The chairperson, in his report, states that although the agreement was signed to stock the Jinja reserves with petroleum to full capacity by 31 July 2017 and worth US$30 million, clause 8.4 stated that the consortium should ensure that the facility would at all times have no less than 40 per cent of the storage capacity as strategic reserves. However, this particular clause was amended.
“Clause 8.4 of the joint venture agreement which provided for the mandatory stocking of at least 40 per cent of the petroleum tanks in the Jinja national reserves at all times was deleted in one of the many amendments and yet it was the cardinal reason as to why government gave UNOC the mandate to run the reserves and ensure that the country has at least 40 per cent strategic reserve at all times and this is one of the reasons the country is in a crisis,” Mpaka revealed.
Although clause 3 of the agreement provided that it would commence on 01 June 2017 for 10 years, the committee was shocked to learn that a year later, on 01 August 2018, UNOC and the consortium signed the first addendum to the agreement and extended the same by five years.
The Government through UNOC, the committee shocked to learn, needed to pay the consortium in case they needed to store petroleum in the reserves. It also took note of the several unregulated fuel stations, fuel hoarding and exorbitant fuel prices among others.
The committee noted that there has been a resource constraint to allocate funding for procurement and stocking of strategic reserves in the country and funding to strategic petroleum supply infrastructure.
Faulty scanners at the border, the committee also found out, caused a backlog of over 400 trucks cleared daily at the Busia border point since its temporary replacement was over eight hours away and this caused the 50km queue of trucks in western Kenya.
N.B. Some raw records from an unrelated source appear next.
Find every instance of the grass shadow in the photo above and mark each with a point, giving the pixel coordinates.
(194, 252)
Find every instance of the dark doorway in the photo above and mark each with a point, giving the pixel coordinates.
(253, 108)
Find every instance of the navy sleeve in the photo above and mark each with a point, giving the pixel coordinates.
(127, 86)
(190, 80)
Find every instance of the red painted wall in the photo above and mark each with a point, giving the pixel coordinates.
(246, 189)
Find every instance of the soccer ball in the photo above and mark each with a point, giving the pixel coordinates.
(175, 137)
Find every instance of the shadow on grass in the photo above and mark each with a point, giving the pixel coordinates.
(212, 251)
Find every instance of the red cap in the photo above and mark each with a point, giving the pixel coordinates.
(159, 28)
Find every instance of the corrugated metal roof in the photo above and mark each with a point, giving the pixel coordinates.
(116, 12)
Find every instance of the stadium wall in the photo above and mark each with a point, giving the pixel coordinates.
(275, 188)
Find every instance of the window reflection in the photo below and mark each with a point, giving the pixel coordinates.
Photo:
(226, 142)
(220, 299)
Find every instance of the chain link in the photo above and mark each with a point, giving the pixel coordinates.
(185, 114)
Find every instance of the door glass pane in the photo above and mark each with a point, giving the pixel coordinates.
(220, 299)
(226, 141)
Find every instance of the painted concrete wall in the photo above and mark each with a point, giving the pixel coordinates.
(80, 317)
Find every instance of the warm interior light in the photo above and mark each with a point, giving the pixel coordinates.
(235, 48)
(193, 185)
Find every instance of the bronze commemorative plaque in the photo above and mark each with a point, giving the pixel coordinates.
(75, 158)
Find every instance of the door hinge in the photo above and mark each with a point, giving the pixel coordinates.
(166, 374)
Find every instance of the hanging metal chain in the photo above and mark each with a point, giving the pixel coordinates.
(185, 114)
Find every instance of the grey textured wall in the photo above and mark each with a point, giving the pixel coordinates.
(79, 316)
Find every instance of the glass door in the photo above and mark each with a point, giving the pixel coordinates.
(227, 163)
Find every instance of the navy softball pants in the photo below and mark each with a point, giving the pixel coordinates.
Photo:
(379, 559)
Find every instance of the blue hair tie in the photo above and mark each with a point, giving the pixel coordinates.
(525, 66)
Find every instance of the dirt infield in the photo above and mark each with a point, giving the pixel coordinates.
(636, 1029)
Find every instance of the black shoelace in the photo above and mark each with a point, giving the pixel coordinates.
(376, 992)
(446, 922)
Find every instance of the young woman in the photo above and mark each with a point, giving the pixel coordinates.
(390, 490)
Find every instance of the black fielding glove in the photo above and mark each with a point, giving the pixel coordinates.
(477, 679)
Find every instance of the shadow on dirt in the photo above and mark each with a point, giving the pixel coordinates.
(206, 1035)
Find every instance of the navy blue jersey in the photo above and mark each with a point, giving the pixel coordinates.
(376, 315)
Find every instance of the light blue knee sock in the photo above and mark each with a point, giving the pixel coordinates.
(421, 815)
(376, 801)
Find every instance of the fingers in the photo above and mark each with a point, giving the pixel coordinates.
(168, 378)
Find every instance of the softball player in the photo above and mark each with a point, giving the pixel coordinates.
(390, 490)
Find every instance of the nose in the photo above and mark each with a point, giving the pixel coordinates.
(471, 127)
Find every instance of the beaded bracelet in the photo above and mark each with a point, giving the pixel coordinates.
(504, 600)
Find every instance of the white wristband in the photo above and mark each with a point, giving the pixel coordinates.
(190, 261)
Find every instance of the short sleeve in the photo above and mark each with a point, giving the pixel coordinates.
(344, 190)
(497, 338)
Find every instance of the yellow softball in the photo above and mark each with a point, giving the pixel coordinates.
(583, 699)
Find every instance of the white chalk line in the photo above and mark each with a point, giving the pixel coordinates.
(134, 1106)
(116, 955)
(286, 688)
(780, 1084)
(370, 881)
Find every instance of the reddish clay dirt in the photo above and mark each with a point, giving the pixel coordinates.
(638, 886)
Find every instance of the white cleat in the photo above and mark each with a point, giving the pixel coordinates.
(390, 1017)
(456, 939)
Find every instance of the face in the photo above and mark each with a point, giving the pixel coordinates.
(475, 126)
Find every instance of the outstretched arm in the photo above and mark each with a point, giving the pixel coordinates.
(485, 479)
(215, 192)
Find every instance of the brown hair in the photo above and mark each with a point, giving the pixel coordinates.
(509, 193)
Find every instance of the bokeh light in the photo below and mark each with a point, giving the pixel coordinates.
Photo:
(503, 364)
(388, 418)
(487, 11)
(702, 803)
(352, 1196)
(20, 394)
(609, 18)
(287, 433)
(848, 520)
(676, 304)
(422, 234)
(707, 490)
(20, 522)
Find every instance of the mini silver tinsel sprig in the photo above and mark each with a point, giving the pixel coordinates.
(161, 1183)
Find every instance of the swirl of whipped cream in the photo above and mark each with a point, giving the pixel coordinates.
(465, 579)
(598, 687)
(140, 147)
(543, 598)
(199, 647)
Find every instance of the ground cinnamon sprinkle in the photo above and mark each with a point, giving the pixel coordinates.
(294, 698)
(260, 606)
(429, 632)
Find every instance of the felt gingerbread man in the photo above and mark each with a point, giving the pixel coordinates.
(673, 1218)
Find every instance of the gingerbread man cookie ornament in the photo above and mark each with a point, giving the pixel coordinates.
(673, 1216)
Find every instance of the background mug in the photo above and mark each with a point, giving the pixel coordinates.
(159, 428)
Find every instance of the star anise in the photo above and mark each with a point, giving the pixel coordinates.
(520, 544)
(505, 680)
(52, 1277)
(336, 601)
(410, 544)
Hon Mpaka also recommended that government should urgently prioritise and avail the necessary financial resources to UNOC to procure fuel for the strategic reserve as well as the development of the necessary water transport infrastructure on Lake Victoria which would save fuel transport companies Shs 30 per litre using water transport as opposed to road transport.
Mpaka, in his report, also asked government to fast-track the consumer protection law which would have protected the consumer in this particular circumstance, from exploitation through indiscriminative pricing among others.
The committee also wants the Kampala storage terminal which will store 60 million litres constructed ahead of the Kenya elections in August 022. They also want additional scanners procured and deployed at the borders.
Hon Muhammad Nsereko (INDP, Kampala Central Division) said that pump fuel prices in Uganda continue to rise, adding that the reserve has been mismanaged.
“I posed a question to the Attorney General and UNOC to give the committee the status of the fuel results in Jinja, they stated that we have reserves, but there were no fuel reserves,” Nsereko said.
The District Woman MP for Namayingo, Hon Margaret Makhoha, said that it is disheartening to discover that people who should plan for the country are instead frustrating the country.
“The committee said we do not have oil reserves. This is terrible. We should task those responsible to put the oil reserves,” Makhoha said.
Hon Nathan Itungo (INDP, Kashari County South) said that the Minister of Energy and Mineral Development simply lamented and they have not prevailed on those hoarding fuel.
Deputy Speaker Anita Among asked the energy ministry to explain why Uganda had no fuel reserves. She further tasked the ministry on the agreements and policies signed that caused the fuel crisis artificially.
On the testing at the border point of the truck drivers, Among blamed the Ministry of Health and the Uganda Revenue Authority (URA) for the management and administrative issues that should have been sorted out.
“On this policy, they did not consult anybody and they rushed in a haphazard way – and it ended up affecting the ordinary Ugandans. We should be able to make policies that are for the people of Uganda,” the Deputy Speaker said.
Among directed that people hiking the prices should face the law and asked the minister to organise a team to monitor fuel prices countrywide.